In all the five cases, the isolated colonies showed violet pigment production which was a unique feature shown by members of Burkholderia cepacia complex. This is supported in a study by Rastogi et al 15 and Ranjan et al 16 which also highlights the violet pigment producing BCC from blood cultures.
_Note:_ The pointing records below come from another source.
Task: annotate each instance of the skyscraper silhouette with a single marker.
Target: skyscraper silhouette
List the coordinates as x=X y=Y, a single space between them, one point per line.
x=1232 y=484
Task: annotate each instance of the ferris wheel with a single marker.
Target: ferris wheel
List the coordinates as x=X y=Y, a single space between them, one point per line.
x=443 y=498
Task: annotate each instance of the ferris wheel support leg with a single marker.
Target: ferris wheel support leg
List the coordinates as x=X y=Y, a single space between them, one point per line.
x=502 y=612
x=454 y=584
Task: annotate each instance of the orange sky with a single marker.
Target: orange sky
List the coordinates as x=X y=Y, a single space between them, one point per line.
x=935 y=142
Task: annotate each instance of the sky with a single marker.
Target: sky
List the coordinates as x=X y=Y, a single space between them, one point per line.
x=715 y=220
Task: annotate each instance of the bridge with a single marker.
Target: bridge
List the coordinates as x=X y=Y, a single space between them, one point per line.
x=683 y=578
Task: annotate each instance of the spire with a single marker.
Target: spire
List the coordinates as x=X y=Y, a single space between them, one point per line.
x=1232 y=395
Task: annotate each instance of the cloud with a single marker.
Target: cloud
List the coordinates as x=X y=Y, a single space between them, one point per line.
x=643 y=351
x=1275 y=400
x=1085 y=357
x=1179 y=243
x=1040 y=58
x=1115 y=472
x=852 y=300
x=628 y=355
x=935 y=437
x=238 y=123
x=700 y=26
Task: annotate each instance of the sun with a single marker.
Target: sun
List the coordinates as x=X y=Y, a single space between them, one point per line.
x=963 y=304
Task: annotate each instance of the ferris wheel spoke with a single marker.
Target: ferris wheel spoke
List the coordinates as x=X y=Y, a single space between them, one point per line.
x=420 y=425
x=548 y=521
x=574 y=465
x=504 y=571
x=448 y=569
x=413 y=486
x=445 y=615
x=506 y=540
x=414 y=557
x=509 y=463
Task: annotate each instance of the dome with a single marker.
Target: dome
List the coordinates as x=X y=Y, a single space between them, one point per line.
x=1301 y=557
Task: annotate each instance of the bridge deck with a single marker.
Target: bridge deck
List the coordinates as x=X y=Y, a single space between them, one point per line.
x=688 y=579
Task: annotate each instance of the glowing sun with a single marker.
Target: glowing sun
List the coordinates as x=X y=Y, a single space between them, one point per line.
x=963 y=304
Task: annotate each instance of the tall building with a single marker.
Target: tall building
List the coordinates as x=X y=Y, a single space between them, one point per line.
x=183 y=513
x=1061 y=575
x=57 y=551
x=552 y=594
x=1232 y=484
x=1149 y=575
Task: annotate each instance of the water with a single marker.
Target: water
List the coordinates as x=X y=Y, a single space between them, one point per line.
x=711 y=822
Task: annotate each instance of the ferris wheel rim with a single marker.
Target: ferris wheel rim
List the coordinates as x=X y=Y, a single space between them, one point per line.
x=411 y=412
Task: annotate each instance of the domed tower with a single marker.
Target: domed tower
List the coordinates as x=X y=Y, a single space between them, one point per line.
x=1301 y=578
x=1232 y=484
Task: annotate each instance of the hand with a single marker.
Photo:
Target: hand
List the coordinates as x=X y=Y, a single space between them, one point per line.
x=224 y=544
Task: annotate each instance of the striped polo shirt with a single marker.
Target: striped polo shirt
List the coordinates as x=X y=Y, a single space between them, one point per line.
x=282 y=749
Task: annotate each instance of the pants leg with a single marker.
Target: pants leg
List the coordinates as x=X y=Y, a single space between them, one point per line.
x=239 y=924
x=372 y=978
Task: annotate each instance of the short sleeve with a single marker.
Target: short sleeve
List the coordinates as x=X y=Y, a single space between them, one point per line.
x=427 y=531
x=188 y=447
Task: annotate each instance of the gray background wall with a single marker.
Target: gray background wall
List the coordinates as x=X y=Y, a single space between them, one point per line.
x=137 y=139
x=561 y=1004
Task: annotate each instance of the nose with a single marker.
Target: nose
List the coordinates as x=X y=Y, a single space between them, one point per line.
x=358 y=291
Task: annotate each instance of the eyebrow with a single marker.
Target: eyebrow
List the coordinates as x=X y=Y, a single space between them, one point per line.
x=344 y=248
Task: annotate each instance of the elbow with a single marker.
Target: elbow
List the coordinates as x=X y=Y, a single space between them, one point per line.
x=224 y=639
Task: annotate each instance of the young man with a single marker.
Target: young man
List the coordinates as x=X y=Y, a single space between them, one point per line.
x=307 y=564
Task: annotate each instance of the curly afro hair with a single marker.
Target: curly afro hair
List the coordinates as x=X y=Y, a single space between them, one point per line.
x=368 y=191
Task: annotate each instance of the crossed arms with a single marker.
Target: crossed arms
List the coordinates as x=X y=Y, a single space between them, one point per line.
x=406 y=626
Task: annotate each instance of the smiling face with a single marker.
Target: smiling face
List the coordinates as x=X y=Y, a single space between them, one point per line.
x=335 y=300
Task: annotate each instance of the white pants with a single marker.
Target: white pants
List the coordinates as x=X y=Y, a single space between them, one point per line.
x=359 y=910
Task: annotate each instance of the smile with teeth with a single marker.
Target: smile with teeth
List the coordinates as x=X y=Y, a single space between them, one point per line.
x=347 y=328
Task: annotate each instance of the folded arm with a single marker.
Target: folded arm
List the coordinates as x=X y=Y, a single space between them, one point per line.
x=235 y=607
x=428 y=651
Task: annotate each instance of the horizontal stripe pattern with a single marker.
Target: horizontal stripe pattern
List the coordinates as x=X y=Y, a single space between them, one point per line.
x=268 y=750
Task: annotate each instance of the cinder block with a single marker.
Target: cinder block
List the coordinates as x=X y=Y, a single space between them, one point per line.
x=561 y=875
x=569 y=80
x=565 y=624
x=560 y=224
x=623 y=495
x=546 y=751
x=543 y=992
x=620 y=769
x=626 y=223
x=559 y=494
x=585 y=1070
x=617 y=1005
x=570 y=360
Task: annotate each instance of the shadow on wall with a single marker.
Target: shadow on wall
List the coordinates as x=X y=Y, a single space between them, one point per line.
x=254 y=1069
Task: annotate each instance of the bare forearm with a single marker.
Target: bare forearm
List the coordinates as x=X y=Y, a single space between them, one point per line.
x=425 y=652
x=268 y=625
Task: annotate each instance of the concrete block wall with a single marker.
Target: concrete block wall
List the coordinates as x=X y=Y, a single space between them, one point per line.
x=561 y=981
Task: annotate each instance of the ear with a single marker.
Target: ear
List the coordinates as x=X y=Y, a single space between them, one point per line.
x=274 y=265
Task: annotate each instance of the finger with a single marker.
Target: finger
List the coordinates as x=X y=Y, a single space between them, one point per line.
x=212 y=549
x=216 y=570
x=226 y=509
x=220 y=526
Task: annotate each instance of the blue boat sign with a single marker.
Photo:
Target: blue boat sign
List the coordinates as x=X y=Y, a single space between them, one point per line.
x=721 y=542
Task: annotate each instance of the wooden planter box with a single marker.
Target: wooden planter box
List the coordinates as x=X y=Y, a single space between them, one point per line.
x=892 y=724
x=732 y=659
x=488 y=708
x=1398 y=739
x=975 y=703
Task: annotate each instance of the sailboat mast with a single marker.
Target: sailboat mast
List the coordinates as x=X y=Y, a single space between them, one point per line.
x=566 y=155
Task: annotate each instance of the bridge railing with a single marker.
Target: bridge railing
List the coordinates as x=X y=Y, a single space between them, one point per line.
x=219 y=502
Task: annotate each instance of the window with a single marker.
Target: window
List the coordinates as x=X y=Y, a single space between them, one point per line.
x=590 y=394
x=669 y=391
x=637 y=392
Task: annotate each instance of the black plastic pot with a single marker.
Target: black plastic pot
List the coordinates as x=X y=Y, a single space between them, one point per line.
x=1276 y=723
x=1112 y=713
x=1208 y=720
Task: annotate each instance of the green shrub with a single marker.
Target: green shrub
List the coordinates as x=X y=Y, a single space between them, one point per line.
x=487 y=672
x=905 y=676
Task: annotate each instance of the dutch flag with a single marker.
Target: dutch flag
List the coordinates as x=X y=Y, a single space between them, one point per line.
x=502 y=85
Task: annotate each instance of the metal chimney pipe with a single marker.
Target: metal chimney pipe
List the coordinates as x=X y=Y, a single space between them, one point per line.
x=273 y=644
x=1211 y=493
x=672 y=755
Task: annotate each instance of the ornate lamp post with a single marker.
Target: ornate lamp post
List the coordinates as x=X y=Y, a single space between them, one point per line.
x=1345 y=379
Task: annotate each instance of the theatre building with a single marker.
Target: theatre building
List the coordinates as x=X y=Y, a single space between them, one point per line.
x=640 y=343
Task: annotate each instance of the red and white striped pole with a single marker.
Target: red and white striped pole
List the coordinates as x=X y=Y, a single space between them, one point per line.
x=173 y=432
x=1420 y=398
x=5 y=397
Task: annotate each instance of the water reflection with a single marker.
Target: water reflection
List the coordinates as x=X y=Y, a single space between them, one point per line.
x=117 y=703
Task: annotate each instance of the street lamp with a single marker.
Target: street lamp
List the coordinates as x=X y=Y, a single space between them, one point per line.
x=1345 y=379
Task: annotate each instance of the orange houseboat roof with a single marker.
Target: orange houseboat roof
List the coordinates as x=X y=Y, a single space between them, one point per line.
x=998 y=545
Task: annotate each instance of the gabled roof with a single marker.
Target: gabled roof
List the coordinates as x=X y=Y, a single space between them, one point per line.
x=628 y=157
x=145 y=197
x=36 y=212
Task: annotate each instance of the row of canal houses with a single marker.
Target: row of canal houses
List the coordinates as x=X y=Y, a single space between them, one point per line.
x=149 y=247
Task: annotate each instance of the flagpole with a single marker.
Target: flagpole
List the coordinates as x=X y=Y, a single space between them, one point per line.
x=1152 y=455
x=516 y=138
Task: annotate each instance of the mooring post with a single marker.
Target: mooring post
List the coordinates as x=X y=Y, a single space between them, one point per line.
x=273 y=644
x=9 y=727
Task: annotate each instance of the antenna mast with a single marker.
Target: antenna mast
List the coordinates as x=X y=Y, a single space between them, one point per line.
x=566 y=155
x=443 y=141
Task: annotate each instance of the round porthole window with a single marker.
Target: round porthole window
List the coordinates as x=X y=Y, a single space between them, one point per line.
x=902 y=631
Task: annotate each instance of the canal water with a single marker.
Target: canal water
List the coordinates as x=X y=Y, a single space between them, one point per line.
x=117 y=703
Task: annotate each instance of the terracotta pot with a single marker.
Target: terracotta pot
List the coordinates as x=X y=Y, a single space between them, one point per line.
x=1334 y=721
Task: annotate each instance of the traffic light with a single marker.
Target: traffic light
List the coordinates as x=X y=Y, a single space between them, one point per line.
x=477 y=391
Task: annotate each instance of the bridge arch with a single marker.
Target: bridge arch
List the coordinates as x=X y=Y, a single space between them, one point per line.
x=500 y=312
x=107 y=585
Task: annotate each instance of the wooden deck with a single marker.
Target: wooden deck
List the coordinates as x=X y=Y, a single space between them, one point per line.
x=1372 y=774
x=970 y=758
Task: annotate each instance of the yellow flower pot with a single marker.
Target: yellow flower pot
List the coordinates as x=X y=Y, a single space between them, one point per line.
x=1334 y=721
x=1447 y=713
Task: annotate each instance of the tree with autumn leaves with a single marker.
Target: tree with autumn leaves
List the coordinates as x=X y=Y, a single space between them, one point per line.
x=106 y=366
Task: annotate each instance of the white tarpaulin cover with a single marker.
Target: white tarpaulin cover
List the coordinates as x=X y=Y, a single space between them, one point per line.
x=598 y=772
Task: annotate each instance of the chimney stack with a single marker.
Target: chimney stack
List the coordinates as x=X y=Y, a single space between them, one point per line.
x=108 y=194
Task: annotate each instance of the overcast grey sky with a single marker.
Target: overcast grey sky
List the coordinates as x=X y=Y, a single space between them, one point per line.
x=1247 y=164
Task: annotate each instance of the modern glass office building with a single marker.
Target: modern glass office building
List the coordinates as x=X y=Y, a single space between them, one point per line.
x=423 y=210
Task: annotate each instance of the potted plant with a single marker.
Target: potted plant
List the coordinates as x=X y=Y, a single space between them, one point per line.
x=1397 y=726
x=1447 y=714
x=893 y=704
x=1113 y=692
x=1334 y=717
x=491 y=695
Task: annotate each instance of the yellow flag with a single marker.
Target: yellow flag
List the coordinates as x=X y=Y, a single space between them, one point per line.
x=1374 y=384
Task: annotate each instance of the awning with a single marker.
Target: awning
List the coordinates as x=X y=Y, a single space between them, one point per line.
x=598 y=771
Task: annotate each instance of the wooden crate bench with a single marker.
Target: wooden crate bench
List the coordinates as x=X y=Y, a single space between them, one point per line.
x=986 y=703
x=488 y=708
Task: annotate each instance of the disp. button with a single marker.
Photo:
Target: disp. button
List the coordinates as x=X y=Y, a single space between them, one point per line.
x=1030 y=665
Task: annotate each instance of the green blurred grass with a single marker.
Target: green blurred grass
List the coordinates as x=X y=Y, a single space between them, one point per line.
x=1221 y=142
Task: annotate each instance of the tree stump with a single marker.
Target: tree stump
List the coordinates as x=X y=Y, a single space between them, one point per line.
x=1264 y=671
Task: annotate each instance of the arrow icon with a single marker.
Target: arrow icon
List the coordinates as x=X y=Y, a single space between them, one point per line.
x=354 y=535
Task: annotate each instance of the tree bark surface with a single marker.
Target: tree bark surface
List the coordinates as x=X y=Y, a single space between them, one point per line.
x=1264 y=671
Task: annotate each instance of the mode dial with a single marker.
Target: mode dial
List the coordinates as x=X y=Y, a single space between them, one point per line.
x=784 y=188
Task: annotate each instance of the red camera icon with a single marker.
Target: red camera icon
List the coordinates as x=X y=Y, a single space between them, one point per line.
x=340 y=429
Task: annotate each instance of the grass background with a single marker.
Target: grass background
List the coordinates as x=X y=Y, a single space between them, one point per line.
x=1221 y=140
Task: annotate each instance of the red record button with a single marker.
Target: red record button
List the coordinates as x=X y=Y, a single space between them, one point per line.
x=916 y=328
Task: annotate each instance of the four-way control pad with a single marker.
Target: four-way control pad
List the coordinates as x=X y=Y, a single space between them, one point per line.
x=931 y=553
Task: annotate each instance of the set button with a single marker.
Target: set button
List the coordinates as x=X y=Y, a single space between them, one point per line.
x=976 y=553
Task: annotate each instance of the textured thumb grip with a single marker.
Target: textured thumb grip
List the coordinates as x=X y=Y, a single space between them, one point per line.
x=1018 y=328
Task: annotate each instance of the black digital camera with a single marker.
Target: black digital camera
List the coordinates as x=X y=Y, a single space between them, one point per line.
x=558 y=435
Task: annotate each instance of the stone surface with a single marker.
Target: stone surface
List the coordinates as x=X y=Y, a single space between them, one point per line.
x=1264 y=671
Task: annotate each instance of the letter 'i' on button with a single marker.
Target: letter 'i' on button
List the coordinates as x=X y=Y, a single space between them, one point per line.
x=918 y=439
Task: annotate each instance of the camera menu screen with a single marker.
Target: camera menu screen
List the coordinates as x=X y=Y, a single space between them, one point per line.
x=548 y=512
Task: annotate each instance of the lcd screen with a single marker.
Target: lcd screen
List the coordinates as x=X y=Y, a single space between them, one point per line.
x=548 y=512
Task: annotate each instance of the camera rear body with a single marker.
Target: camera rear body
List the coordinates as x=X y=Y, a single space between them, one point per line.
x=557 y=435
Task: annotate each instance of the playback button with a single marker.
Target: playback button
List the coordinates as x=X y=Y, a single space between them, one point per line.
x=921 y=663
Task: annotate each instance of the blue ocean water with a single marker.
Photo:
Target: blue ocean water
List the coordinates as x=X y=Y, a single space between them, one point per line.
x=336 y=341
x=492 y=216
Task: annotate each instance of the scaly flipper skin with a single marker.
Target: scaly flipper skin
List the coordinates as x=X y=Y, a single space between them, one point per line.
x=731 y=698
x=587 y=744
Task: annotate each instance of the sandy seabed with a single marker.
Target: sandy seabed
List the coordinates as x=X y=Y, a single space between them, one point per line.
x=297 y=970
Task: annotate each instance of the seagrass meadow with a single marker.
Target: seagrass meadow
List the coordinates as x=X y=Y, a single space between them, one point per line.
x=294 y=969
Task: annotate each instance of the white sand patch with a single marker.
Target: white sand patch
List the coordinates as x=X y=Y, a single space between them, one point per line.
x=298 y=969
Extensive study and literature on the phenotypic and genotype of various Burkholderia species need to be studied to know the cause of such diversity in its appearance.
This is probably the first study from Mumbai showing violet color pigment producing Burkholderia cepacia complex.
Conclusion
Burkholderia cepacia complex are most commonly found in association with hospital acquired infections. However we have come across five cases of sepsis caused by this pathogen producing an unusual violet colored pigment.